40 years later, still wonderingPublished 12:00am Wednesday, February 27, 2013
The commercial starts with a voice saying, “we are reflections of those who came before us.” What follows are images on a split screen. On one side, there is a wedding party from the 1950s or maybe 1960s. The other image is a wedding that you might see in 2013.sitter
Then there is a black and white image of a father lifting a child and swinging him in the air. On the other side of the screen, in color, you see a dad of today doing the same thing.
I don’t remember what the commercial advertised, but the message stuck with me, especially this week as I remembered this day 40 years ago. A day that ended with me in the hospital and then in the early hours of the next day, I gave birth to my second child.
That was a time when mothers in labor often got lots of “stuff” to help with the pain of childbirth. Not realizing it was probably not the best thing for my baby, I took full advantage of what the medical community offered.
The consequence of that choice was my sweet baby son also got lots of “stuff” in his system, and that caused him to have difficulty breathing. So, to be on the safe side, they loaded him into an ambulance and rushed him to a bigger hospital in Dothan.
Somehow, in the hurry to get him on his way, they failed to let me see him and hold him. I was so “out of it” from the drugs I didn’t understand what was happening.
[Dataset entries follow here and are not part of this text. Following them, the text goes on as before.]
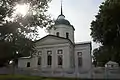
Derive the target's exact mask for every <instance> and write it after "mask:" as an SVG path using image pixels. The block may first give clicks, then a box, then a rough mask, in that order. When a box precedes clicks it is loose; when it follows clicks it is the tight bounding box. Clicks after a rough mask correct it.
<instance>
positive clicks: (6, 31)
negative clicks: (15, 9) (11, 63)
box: [0, 0, 52, 65]
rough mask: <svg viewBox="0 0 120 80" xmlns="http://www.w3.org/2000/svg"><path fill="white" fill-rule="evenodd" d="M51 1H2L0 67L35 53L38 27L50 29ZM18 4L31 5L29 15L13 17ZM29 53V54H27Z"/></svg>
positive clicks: (0, 20)
mask: <svg viewBox="0 0 120 80" xmlns="http://www.w3.org/2000/svg"><path fill="white" fill-rule="evenodd" d="M50 1H51V0H0V54H1V55H2V56H1V57H0V65H3V64H4V63H6V62H8V61H9V60H11V59H14V57H15V56H16V55H17V57H20V56H28V55H30V53H32V52H33V51H34V43H33V40H35V39H36V37H37V35H38V32H37V27H41V28H42V27H47V28H48V27H50V26H51V23H52V20H51V18H50V16H49V15H47V9H48V3H49V2H50ZM17 4H29V5H30V8H29V11H28V14H27V15H25V16H22V15H20V14H18V15H15V16H13V14H14V11H15V9H14V7H15V6H16V5H17ZM26 53H27V54H26Z"/></svg>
When I woke up and realized my baby was gone and that I had not held him, I felt panic and fear like I’d never experienced.
Of course, the story has a happy ending. The breathing problem turned out to be no big problem and as soon as my doctor allowed me to travel, I went to the hospital and rocked my baby, and then brought him home a few days later.
I’ve often wondered what, if any, impact that early separation had on my son. I don’t have an answer, but I do know that because of the scare I experienced, when I finally had him home with me, I felt so much gratitude for this child, and I still feel that gratitude 40 years later.
Now when I look at the man he grew into, I am amazed. From the time he was a boy, he was an independent person, always standing in his own truth, not afraid to be different from the crowd. And he is a thinker, a seeker. He wants to see beyond the veil, to know the answers to the bigger questions.
He is a person of both ethics and compassion with a great capacity for love. Something he gives freely to his children, his family, his friends and the assortment of animals in his life.
Music is his joy. When he plays his guitar and sings, there is such a light in his eyes, such happiness in his countenance. He works hard and plays hard and feels things deeply.
I’ve watched him grow physically, mentally and spiritually, and I’ve seen him learn great lessons that were often painful ones. Through it all he held to that strong independent center, dared to look into himself for answers, and never shied away from facing his own responsibility for challenges that came into his life.
He, like his brother and his sisters, brings so much happiness into my life.
If we are indeed reflections of those who came before us, then we carry in us bits of those who gave us life and those who helped us grow to adulthood. And that being the case, my son, Ken, reflects the best of all of those who are part of his history.
I’m proud to know that 40 years ago I brought this person into the world because the world is surely better for his presence here.